From time to time the boat pulls in at a landing stage, on the right or
left bank, or on the
Empire
or the
Kingdom
, as it was known in the
middle ages, in the time when Arles was a Kingdom. The old Rhone
sailors still use these same words today. At every stop there was a
white farm, and a clump of trees. The workmen getting off with their
tools, and the women with their baskets under their arms, go straight
onto the gangway. Little by little the boat empties, first on the
Empire side and then on the Kingdom, and by the time we get off at
Mas-de-Giraud, there's hardly anybody left on board.

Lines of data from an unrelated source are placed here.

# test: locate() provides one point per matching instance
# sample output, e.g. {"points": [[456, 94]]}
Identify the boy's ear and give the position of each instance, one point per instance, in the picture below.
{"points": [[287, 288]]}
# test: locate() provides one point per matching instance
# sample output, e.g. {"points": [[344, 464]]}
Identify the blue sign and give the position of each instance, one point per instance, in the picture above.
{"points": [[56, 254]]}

The Mas-de-Giraud is an old farm of the Lords of Barbentane, and we
went in to await the keeper appointed to come and meet us. In the main
kitchen, all the farm hands, ploughmen, winegrowers, and shepherds are
sitting at the table, solemnly, silently, and slowly eating their meal
and being served by the women who have to wait to eat until the men are
finished. Presently the keeper arrives with the cart. He is a real
Fennimore-Cooper type, a trapper on land and water, fish-warden, and
gamekeeper, known locally as the Stalker, because he can always be
found in the morning mists or at nightfall stalking amongst the reeds,
or stock still in his small boat watching over his keep nets on the
open water and the irrigation channels. It may be this work of
perpetual lookout that makes him so silent and focussed. And yet, as
the cart full of rifles and baskets trundles along in front of us, he
gives us news of the hunt, the number of over-flights, and the location
where the birds of passage have been brought down. As he talks, he
melts into the landscape.

The cultivated earth gives way to the true, untamed Camargue, amongst
the pasture and the marshland, and the irrigation channels shine in
amongst the goose-foot plants as far as the eye can see. Bunches of
tamarisks and reeds form little islands on a calm sea. There are no
tall trees; the immense evenness of the plain is unbroken. The animal
sheds have roofs that slope down almost to ground level. The roaming
flocks, lying in the salt grass or making their way as they nuzzle
around the shepherd's red cape, don't disturb the landscape's regular
flow, dwarfed, as they are, by the endless space of blue horizons and
open sky. Just as a rough sea is still the sea, so a sense of solitude
and immensity emerges, heightened by the relentless mistral, which,
with its powerful breath, seems to flatten yet enlarge the landscape.
Everything bows down before it. The smallest shrubs bear the imprint of
its passage, and stay twisted and bent over southwards in an attitude
of perpetual flight….

II
THE SHACK.

The roof and walls consist of dried, yellowing, reeds. This is the
shack, which is to be our meeting place for the hunt. A not untypical
house of the Camargue, it has a single, vast, high room with no window,
getting its daylight through a glass door kept fully shuttered at
night. All along the huge, rendered, whitewashed walls, the gun-rack
waits for the rifles, the game bags, and the wading boots. At the back,
five or six bunks are placed round an actual boat mast which is stepped
into the soil and reaches the roof which it supports. During the night,
while the mistral is blowing and the house is creaking everywhere, the
distant sea seems nearer than it is, its sound carried by the
freshening wind, and gives us the impression of being in a boat's cabin.